Ange finit par succomber à la tentation et utilise le jeune troll dans une campagne de publicité. Celle-ci connaît un succès retentissant et le jeune homme se retrouve interrogé à la fois par ses supérieurs et ses amis afin de tout savoir sur la manière dont il s’y est pris pour obtenir ce résultat. Mais Ange prend peur et décide de rendre sa liberté au petit animal. 

Un point intéressant à notifier concerne le fait que dans ce roman, les trolls ne font pas partie de l’imaginaire des finlandais, mais qu’ils sont bel et bien des animaux réels et banals, au même titre que les chiens ou les chats.
Ce roman touchant offre au lecteur une vision touchante (dans tous les sens du terme) de ce que peuvent être les relations non seulement humaines, mais aussi celles qui unissent les animaux et les hommes.

Mêler la dimension fantastique dans la vie des finlandais n’est pas chose rare chez bien des auteurs de ce pays, nous pouvons ainsi citer l’écrivain Arto Paasilinna et son roman Le fils du Dieu de l’Orage. 
 

L’auteur emprunte à la fois son titre et le nom de son petit troll à une chanson célèbre dans la tradition finlandaise dans laquelle on raconte l’histoire d’un lutin ne pouvant vivre tant que le soleil n’est pas couché. Les différents chapitres empruntent d’ailleurs leurs titres à cette chanson.

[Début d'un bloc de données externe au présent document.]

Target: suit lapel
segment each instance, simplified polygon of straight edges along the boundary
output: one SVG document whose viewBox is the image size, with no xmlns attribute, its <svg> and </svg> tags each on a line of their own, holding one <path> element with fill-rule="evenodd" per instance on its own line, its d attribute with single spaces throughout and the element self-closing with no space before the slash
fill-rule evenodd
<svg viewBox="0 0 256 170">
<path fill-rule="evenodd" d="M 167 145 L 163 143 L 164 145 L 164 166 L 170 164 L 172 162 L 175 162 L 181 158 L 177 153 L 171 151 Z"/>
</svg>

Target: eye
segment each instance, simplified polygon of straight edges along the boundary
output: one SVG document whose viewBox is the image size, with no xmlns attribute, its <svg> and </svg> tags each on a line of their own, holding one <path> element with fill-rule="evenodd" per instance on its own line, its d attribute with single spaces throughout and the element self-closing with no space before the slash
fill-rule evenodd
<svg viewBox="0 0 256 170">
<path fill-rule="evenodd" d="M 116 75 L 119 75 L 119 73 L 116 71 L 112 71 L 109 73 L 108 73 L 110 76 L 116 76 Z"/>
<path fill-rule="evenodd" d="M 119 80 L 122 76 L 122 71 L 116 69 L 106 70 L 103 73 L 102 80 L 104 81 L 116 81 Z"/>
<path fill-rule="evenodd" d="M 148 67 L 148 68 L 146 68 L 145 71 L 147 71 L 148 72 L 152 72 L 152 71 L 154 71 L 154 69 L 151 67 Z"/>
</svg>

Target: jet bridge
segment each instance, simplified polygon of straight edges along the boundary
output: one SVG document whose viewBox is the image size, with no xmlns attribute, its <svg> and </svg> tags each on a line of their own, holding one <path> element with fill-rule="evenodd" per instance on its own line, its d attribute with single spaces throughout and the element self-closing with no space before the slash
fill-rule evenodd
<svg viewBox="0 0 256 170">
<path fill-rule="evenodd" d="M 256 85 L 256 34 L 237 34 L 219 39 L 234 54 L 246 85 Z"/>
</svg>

Ce roman est sûrement l’un des plus touchants que j’ai eu à lire.

Du Domaine des Murmures

« Le monde de mon temps était poreux, pénétrable au merveilleux. Vous avez coupé les voies, réduit les fables à rien, niant ce qui vous échappait, oubliant la force des vieux récits. Vous avez étouffé la magie, le spirituel et la contemplation dans le vacarme de vos ville, et rares sont ceux qui, prenant le temps de tendre l’oreille, peuvent encore entendre le murmure des temps anciens ou le bruit du vent dans les branches. Mais n’imaginez pas que ce massacre des contes a chassé la peur ! Non, vous tremblez toujours sans même savoir pourquoi. »
 Une jeune fille qui choisit de s’emmurer au lieu d’être donnée en mariage et devient une sainte écoutée par tout le monde chrétien du 12ème siècle. Tel est le destin d’Esclarmonde, fille du domaine des Murmures.
Ce roman écrit par Carole Martinez est publié aux éditions Gallimard. Le thème de la religion est traité avec clarté sans accentuer les croyances du peuple de l’époque. Le lecteur peut donc retrouver l’ambiguïté des croyances de ces gens, balançant entre les vieilles légendes racontées par leurs ancêtres et la religion catholique leur imposant une vision du monde nouvelle.
Esclarmonde nous fait voyager du réduit où elle s’est volontairement enfermée afin de racheter les péchés de son père. Elle nous offre ainsi un récit de voyage, celui de son père parti aux croisades. Celle qui possède un lien privilégié avec son Seigneur se retrouve condamnée à vivre la vie des hommes qui combattent en son nom aux portes des « infidèles ».
Les émotions d’Esclarmonde, celles de son père et de tout ceux qui composent la « société des murmures » sont retranscrites avec autant d’intensité que le style de l’auteur est simple et clair. Les dialogues sont brefs et les descriptions précises.
Un roman se lisant malheureusement bien trop vite tant on se retrouve transporté par le voyage immobile d’Esclarmonde.